Rina Wahyuni: Perawat Paliatif, Teman Pasien Tanpa Harapan Sembuh

ADVERTISEMENT

Rina Wahyuni: Perawat Paliatif, Teman Pasien Tanpa Harapan Sembuh

Nada Celesta - detikNews
Minggu, 04 Des 2022 06:42 WIB
Jakarta -

Annasya (6) terkulai lemas di atas dipan rumah orang tuanya. Sudah setahun kondisinya tidak membaik. Ayah, ibu, serta neneknya merawat Annasya sejak pertama kali dirinya terjangkit demam berdarah yang tidak tertangani dengan baik. Secara medis, kondisi Annasya saat ini sudah tidak mungkin sembuh. Oleh karena itu, fokus untuk Annasya adalah menjaga kualitas hidupnya. Salah satu cara yang baik ditempuh adalah dengan perawatan paliatif.

"Sebelum saya ke sana, saya boleh tanya perkembangan Annasya, Pak? Apakah hari ini lebih baik?" tanya Rina pada pemilik suara di panggilan video. Hal ini adalah kegiatan yang sering ia lakukan guna memantau kondisi pasien yang tengah dirawatnya . Tujuannya, mempersiapkan kebutuhan obat serta peralatan sebelum datang langsung ke rumah si sakit.

Rina Wahyuni, adalah seorang perawat paliatif yang telah bertugas sejak 13 tahun lalu.

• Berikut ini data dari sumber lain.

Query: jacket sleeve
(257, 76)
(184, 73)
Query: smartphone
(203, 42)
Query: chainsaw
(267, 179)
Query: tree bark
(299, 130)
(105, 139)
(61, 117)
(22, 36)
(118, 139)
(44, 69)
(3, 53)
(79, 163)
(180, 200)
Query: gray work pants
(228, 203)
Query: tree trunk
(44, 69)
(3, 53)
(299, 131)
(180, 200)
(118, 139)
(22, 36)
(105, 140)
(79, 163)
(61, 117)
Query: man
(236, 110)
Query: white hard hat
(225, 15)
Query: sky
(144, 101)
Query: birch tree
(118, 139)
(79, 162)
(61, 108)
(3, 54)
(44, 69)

Profesi ini membuat dirinya tidak hanya menjaga pasien secara fisik, tetapi juga mental. Tidak hanya itu, Rina pun seringkali harus menjaga stabilitas psikologis keluarga pasien. Sebab, ia percaya bahwa keluarga adalah sumber semangat bagi si pasien. Maka, dinamika keluarga pun perlu dijaga.

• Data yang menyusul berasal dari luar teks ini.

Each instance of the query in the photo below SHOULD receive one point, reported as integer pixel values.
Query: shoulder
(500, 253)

Dalam sehari, Rina bisa mengunjungi satu sampai dua pasien. Tidak hanya mengecek kondisi pasien, ia pun mengedukasi keluarga mengenai perawatan medis yang dibutuhkan. Dalam setiap kunjungan, Rina juga mendengarkan keluh kesah dan kekhawatiran keluarga seraya memberi mereka penguatan serta saran secara berkala.

Rina menuturkan, tekanan keluarga pasien tidak ringan saat mengetahui da salah satu anggotanya sakit. Kebingungan, kekhawatiran, dan keputusasaan juga bisa hinggap di keluarga dan mengakibatkan perawatan pada pasien yang tidak optimal. Pendampingan secara menyeluruh inilah yang membedakan perawatan paliatif dengan perawatan medis pada umumnya.

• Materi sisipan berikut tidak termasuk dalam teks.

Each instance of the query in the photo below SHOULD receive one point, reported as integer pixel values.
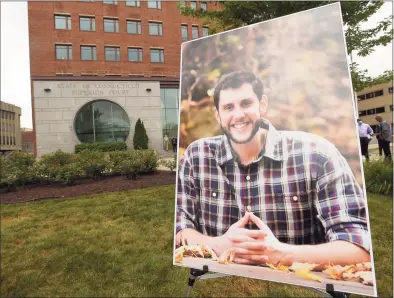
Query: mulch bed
(86, 187)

"Sebelum ada asuhan paliatif, yang aku rasain itu adalah dulu waktu kita ngelihat mayoritas tenaga kesehatan itu kalau ada pasien yang datang ke mereka, terus yang dikeluhkan biasanya banyak keluhan medis, ya. Lalu kita kasih obat, kemudian kita edukasi bagaimana minum obatnya yang benar, dosisnya yang benar. Sedikit sekali waktu kita untuk menanyakan, 'How do you feel? Bagaimana perasaan Bapak Ibu kalau anaknya lagi sakit?'" kenang Rina dalam program Sosok, Minggu (4/12).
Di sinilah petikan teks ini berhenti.